Prova moto Rossi
Di Guido Meda
“Vuoi provare la moto di Rossi a fine stagione?”. Una domanda così, proprio come quella che ci è stata rivolta ai primi di ottobre, presuppone solo una risposta, stupida, banale. Un sì, di quelli tesi e ben balbettati. Si tratta di farlo a Valencia il martedì dopo il Gran Premio. L’accordo con la Yamaha va in porto in circa 15 secondi. Ci prepariamo, per il 2 novembre, a tre giri in cui sarò il motociclista più fortunato del mondo. La stessa mattina potrò girare anche con la Ducati di Capirossi. Dopo un invito così , per un motociclista medio, ma medio davvero che commenta le corse in tv senza averle mai fatte comincia un count down imbarazzante.

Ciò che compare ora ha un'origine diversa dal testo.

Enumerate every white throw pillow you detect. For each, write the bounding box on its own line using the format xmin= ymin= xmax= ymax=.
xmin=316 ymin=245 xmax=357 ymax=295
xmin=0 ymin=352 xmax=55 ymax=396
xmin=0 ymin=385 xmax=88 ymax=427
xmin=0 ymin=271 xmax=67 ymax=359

Nel curriculum ci sono tanti km per la strada, qualche uscita in pista, un brutto incidente da nemmeno un anno. Niente di più. Ecco perchè non sarà un test di quelli veri, non ci saranno sentenze tecniche, ma solo appunti, pancia, sensazioni e qualche riflessione.
La prova è preceduta da una notte di vigilia tormentata, perché salire sulla M1 col numero 46 sarà un’esperienza esageratamente forte, perché il cielo quando spengo la luce minaccia ancora pioggia e la prospettiva di 250 cv con l’asfalto viscido sotto le ruote è davvero il peggio.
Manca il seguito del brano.